Escena
Hacía muchos años que no pisaba Gante. Al entrar en el baptisterio de San Bavón para ver el retablo del Cordero místico, me sumé a un grupo de finos turistas americanos. Habían contratado un guía privado, un profesor muy tronado, canoso, con grandes bolsas bajo los ojos y la barriga de bebedor desbordada sobre el cinturón. Sus explicaciones, sin embargo, eran precisas, exactas. Hablaba con suave voz de barítono, de espaldas a la pintura, e indicaba las figuras con inclinaciones de cabeza.
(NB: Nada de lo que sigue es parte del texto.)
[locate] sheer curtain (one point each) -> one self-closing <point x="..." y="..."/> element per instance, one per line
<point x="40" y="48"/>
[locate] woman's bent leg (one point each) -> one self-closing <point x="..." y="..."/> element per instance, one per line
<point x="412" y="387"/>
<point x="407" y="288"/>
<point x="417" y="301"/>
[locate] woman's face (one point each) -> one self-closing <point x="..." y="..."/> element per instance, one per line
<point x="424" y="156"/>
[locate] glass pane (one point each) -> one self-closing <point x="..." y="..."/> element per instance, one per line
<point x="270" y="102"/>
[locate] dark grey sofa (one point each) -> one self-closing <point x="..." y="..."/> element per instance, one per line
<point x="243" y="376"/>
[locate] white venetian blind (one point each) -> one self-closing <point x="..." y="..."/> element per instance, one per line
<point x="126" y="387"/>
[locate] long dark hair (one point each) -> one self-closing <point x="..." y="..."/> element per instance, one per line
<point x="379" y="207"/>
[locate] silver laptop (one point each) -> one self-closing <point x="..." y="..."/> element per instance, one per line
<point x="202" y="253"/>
Al concluir su disertación, resumió la historia del retablo en tonos cada vez más sombríos. Dijo que, seiscientos años después de ejecutada la pieza, ya no sabemos si su autor fue Jan o Hubert van Eyck, ni si la figura principal es Dios Padre o Cristo resucitado, ni si el grupo de la izquierda (que además es una copia) son los Jueces Íntegros o el de la derecha los Peregrinos Occidentales. La tabla había sufrido tantos robos, incendios, particiones, quebrantos y restauraciones que apenas si quedaban unos pocos centímetros de la pintura original. En fin, lo que veíamos era una ilusión, un sueño. Sólo algo era indudable, los retratos de Jucodus Vyd y su esposa, el matrimonio que había pagado aquella maravilla y que figuran en el reverso del retablo. Eso era lo único real y verdadero, que Jucodus lo había pagado.
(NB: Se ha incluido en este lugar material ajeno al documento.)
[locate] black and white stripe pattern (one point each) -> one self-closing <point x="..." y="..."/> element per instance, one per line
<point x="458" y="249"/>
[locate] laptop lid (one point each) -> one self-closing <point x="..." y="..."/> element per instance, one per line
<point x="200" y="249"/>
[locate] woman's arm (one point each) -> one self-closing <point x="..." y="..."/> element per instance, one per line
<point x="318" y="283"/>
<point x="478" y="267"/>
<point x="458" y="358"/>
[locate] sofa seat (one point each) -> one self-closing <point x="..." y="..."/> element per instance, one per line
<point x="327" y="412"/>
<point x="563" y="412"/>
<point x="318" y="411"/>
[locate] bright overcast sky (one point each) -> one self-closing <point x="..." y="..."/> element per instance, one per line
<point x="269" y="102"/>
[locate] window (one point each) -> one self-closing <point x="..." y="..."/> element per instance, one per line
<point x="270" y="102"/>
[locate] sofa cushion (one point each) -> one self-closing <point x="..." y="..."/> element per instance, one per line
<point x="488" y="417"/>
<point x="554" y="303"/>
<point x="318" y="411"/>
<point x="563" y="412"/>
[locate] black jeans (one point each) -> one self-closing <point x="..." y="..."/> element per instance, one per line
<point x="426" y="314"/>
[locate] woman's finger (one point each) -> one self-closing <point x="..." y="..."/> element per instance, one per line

Al llegar a este punto, frunció el ceño, miró de hito en hito a los americanos, gente de extrema riqueza, y añadió con voz atronadora: '¡Dios ama y protege a los ricos cuando hacen buen uso del dinero!'. Los americanos inclinaron la mirada como colegiales cogidos en falta. '¡Sólo si hacen buen uso del dinero!', repitió empinado de puntillas como un predicador del lejano Oeste. Inquieto, el funcionario de la taquilla asomó la nariz y el guía se sosegó. 'Seiscientos años. Piensen en ello. Lo único imperecedero, la única verdad entre tanta mentira'. Los americanos salieron cabizbajos del baptisterio.
Vi más tarde al guía, abatido y avejentado, contando las propinas a la puerta de una taberna. Miró luego el cielo azul y borrascoso de Gante, se subió el pantalón y entró a echar un trago. Me recordó a algún columnista. Quizá a mí mismo.